Faculty Research Areas
Computer and Information Sciences
- Ashok Basawapatna: Educational Technologies
- Doyoung Park: Computational Biology and visualization, and Image Processing
- Mohamed Khalefa: Databases, Query Compilation and Optimization, Cloud Computing, Big Data Systems
- Naresh Gupta: Modeling and Optimization
- Renu Balyan: Natural Language Processing (NLP) & Deep Learning, Text Mining - Health & Education, Health Literacy
- Shebuti Rayana: Data Mining, Anomaly Detection
- David Ralston: Ergodic Thoery and Analysis
- Frank Sanacory: Banach Space Geometry, Functional Analysis, Applied Data Science, Data Science Ethics
- Geta Techanie: Point set topology and the continuum hypothesis
- Jennie D'Ambroise: Schrodinger Equation
- Lan Zhao: Applied mathematics
Maureen Dolan: Operation Research and Enviornmental Modeling
Myong-Hi Kim: Dynamics and polynomial root approximation methods
Nick Werner: Ring Theory
Yogesh More: Algebraic Geometry and Number Theory
Collaborative NSF Grant (Oct, 2023 - Sept 2025):
Total Grant Fund: $399,897; Old Westbury: $122,598
Title: Orchestration of Network Slicing for 5G-Enabled IoT Devices Using Reinforcement Learning
Project Investigators: Renu Balyan, Assistant Professor, Math/CIS (email@example.com); Kanwalinderjit Kaur (California State University Bakersfield); Sagnika Ghosh (Tennessee State University)

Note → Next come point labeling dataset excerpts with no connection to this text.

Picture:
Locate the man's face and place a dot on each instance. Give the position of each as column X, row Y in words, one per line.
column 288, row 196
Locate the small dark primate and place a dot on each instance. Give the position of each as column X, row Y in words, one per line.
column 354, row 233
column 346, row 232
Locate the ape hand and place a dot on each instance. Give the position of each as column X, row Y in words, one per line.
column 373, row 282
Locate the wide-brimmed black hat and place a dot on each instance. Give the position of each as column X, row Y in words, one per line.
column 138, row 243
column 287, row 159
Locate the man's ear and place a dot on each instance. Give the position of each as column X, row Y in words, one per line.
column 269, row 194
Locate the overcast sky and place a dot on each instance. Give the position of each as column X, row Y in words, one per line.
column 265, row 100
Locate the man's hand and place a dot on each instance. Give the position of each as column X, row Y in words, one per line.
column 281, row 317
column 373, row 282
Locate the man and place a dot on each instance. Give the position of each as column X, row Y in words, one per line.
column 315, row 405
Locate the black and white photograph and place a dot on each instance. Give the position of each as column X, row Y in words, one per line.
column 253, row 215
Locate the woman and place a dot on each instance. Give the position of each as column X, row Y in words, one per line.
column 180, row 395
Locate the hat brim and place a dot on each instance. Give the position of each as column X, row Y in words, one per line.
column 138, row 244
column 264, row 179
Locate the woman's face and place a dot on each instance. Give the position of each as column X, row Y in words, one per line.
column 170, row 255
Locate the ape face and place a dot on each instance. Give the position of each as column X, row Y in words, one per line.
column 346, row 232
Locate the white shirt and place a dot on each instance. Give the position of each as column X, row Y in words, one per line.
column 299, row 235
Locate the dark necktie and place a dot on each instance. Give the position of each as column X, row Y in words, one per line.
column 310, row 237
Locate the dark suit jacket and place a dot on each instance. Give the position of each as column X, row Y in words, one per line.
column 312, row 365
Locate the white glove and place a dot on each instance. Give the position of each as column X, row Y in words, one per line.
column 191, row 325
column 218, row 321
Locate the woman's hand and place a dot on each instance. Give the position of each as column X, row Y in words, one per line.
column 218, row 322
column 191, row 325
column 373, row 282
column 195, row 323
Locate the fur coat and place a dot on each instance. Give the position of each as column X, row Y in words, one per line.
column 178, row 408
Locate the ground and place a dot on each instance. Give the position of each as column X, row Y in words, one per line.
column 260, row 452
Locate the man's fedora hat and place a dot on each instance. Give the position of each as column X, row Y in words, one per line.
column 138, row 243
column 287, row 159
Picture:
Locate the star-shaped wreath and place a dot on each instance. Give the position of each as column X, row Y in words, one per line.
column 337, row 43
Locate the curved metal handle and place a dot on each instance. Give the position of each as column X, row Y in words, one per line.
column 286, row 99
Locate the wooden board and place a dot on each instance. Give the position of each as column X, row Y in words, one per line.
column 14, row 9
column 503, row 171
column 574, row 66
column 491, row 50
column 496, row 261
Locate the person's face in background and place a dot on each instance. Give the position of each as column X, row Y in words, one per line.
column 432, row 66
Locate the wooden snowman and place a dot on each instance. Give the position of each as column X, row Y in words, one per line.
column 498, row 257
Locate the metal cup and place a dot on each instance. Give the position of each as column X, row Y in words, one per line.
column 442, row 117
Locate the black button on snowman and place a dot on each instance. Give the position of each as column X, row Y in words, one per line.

Overview: This research aims to create a system that can effectively manage IoT devices connected to the 5G network. Managing a multitude of IoT devices with diverse requirements is a complex task, making manual management challenging. Some devices require fast data transmission for activities like watching videos or playing virtual-reality games, while others need a quick response time for tasks like self-driving cars or monitoring devices. The solution to these problems is network slicing which involves dividing the network into smaller parts to handle different types of devices and services. However, the challenges inherent to network slicing are efficiently managing network resources, coordinating, and optimizing different parts of the network. This project addresses these challenges by designing a system that can automatically manage the resources of 5G-enabled IoT devices. The potential benefits of this approach are that it simplifies the network and reduces cost, saves energy, balances the workload, optimizes mobility, and makes the network easier to manage. This research advances the field by laying a solid groundwork for studying machine learning and network automation in devices that are part of the 5G-enabled IoT network. Furthermore, by employing and mentoring students from underrepresented backgrounds in STEM, this project will aim to bridge the gap in institutions across the US. This project will train the next generation of scholars from minority-serving universities and marginalized communities and help in workforce development in the fields of 5G and reinforcement learning (RL). The project leaders will also reach out to K-12 to promote education and engage with a diverse range of students, including women.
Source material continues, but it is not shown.